In many ways this is a reference book, something to dip into rather than read from start to finish. Nevertheless, there is a narrative journey of sorts. The author takes the reader through a series of commemorative tree-planting occasions, starting from birth and moving through the various stages of life – coming of age, marriage, retirement and bereavement.

Interspersed with these are short descriptions on the characteristics of particular tree species. These are far from exclusively native or commonly found in the UK. So we learn about the oak and the ash but also the ebony and rarities like the Wollemi pine. The book also has practical sections on techniques such as grafting and cloning, as well as short pieces on wildlife in woodlands and using timber responsibly. This variety and interweaving make the book intriguing and distinctive.

At its heart is the author’s real interest in the commemorative role of tree planting, but the book offers so much more. It is in part a beginners’ guide to sylviculture and in part a miscellaneous collection of short pen-portraits of particular trees that appeal to the author, such as the redwood and baobab. I like the fact that this book shuns the divide that so often keeps the scientific and spiritual appreciation of trees separate, and I rather like the idiosyncratic approach that has the reader thinking about how to celebrate an engagement on one page and learning how to grow a bonsai on the next.
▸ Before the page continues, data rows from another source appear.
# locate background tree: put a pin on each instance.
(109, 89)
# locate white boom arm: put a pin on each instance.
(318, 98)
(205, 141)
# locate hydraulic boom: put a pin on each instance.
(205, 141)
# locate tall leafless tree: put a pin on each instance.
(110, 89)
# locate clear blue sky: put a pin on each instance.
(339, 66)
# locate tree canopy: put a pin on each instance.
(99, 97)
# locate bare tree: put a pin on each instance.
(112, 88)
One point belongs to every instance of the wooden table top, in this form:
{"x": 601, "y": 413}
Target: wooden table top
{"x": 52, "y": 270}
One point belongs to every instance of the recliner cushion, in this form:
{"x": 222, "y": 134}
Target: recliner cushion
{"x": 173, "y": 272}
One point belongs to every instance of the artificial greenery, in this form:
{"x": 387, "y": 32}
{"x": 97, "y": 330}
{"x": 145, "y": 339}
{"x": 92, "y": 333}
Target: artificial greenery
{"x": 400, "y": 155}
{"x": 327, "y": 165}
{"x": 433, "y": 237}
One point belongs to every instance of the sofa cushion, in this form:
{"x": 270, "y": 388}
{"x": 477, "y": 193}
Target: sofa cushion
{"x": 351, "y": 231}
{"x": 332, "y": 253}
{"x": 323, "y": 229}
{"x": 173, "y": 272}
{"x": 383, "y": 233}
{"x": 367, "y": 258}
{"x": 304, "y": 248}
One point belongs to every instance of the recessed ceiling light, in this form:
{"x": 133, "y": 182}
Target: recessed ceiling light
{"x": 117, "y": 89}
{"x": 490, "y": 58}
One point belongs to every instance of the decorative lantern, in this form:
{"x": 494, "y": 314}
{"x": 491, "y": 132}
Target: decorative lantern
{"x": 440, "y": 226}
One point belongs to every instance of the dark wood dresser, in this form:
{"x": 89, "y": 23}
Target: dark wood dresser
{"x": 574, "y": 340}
However much we harvest, study, categorise and prune trees, there is something about them that I suspect will always be essentially wild and ineffable – which is of course a big part of what draws us to them – and Butler’s approach reminds us of that.
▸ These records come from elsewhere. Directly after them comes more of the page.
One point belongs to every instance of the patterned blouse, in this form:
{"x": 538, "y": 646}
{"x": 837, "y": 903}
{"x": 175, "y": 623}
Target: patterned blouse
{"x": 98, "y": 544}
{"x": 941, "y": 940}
As a tree lover, I enjoyed reading this book. Two things would, in my view, have made it even better. The first is an inevitable consequence of addressing such a broad subject in such a short space. I found myself wanting more information all the time – for example, useful though the sections on looking after your tree are, you would be unlikely to rely on them as your sole technical guide. Perhaps some further references would have been useful. I had the feeling of too many things being touched upon or mentioned in passing, with not enough of them being explored sufficiently to satisfy.

Secondly, I wanted a bit more of a narrative, something that linked the different sections of the book together a bit more. Much as I enjoyed leaping from the plum one moment to how to combat climate change the next, I wanted more of a thread to help me make sense of the journey. I wanted to know why I was being told about the bristlecone pine – fascinating though it is – but not the beech, which I am much more likely to plant in my garden.

I’m not suggesting there is no organising personality behind the book’s structure; it’s just that I didn’t feel it speaking to me clearly as I read. Neither of these criticisms should deter you from buying the book. Even if you don’t get around to reading all of it, it is a lovely thing to own or to give and a reminder that physical books can have personalities of their own, quite distinct from the information they contain.

Harry Barton is Chief Executive of the Devon Wildlife Trust and has had a lifelong interest in trees.